“StyloSynth’s samples have a warm and pleasant tonality. Modern is rather bright and slightly distorted; Stacked is a pile of old Stylophones in some warped version of unison; and the Vintage setting is mellow and generally the most pleasant!” – Sound on Sound magazine
They said we were mad… MAD!!!
And, in fairness, perhaps they had a point. This one is a little weird. But it’s also good fun, unusual, and has a charm all of its own. StyloSynth is a nifty little 3-oscillator polysynth whose secret identity is that it’s built from a stack of vintage Stylophones.
Everyone knows that the character and identity of any classic synth start with the sound of its oscillators: they’re the basic building-blocks of its sound. What’s not been known – until now – is that, in the dark, when they’re alone, every Stylophone dreams of being an oscillator in a massive analogue polysynth…
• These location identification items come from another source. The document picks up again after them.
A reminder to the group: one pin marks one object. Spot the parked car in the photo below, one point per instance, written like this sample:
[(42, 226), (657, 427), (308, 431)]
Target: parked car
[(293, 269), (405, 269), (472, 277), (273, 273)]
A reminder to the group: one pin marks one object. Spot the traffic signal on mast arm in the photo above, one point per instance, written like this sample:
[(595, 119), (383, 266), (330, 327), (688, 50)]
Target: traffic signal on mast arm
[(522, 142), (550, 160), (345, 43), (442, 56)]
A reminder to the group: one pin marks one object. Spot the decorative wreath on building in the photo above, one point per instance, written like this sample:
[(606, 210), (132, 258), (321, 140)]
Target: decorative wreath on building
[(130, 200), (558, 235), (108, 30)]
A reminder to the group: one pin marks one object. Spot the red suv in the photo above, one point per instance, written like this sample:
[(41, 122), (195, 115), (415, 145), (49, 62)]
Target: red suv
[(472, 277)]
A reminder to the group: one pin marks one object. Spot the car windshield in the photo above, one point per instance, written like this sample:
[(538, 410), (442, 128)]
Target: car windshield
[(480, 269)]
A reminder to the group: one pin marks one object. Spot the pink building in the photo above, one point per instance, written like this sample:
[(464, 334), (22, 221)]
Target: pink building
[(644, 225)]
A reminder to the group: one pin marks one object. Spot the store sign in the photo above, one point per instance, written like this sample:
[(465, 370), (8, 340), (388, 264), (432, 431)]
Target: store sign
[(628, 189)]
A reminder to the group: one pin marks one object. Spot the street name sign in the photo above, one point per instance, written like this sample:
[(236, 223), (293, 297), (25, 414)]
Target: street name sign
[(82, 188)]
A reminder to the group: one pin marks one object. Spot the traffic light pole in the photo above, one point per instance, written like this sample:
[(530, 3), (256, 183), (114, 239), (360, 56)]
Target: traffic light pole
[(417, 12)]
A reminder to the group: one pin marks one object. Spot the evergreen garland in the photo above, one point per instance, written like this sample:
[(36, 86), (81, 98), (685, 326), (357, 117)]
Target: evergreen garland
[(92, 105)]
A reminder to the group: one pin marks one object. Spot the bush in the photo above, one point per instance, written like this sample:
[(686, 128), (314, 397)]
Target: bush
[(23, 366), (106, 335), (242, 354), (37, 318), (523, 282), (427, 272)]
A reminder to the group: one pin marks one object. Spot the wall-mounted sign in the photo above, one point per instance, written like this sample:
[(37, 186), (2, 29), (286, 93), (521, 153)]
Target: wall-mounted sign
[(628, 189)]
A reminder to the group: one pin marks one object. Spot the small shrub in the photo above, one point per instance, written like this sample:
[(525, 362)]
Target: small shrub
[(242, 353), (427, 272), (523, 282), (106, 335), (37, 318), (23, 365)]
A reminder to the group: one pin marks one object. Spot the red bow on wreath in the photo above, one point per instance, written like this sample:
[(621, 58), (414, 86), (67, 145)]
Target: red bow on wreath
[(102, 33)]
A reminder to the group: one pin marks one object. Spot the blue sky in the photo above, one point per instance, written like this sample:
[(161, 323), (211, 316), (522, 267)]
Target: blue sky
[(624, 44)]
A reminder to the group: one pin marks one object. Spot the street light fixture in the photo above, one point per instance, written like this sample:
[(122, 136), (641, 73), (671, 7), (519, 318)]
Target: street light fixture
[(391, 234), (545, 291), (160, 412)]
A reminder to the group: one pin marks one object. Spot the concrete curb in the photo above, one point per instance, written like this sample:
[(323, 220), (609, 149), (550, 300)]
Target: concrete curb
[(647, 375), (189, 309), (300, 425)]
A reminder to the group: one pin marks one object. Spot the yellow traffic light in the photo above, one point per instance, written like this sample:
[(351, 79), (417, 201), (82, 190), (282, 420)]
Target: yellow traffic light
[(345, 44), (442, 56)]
In the case of StyloSynth, those oscillators are sampled from all the Stylophones we could beg, borrow, or scrounge from car-boot sales. The “Modern” oscillator is a vicious-sounding square wave, sharply distorted, with a lot of buzzy overtones. The “Vintage” oscillator is a much mellower vibe from a classic 60s Stylophone which we chose for its rounded, woody timbre. And the “Stacked” oscillator is our answer to Roland’s “SuperSaw”: except that where they layered and detuned seven sawtooth waves, we just stacked up a bunch of Stylophones instead. It’s rich, thick, and luscious right out of the gate; add the other oscillators and you can start to redefine phat.
Each of the three oscillators can be adjusted in level to get a starting sound, which then passes through a dual-mode high / low pass resonant filter with ADSR envelope and LFO control of cutoff; a standard Amplifier envelope, again with ADSR; and a lush Chorus control.
An Oscillator Drift knob sets the amount by which the oscillators randomly vary in tuning from each other, accentuating an already vintage vibe from subtle to extreme. Finally, on the rear panel, a Spread control spans everything from full stereo width down to mono, to help you seat the StyloSynth in your mix with precision.
StyloSynth excels at pads, where its subtly detuned oscillators and vintage electronics really come into their own; but it can put in a sweet little lead sound as well, and some great grungy square-wave basses, too. (Crank up the resonance for a really boingy sound!) And of course it’s fully polyphonic, and the little pen thingy doesn’t break off.
StyloSynth: what Stylophones want to be when they grow up.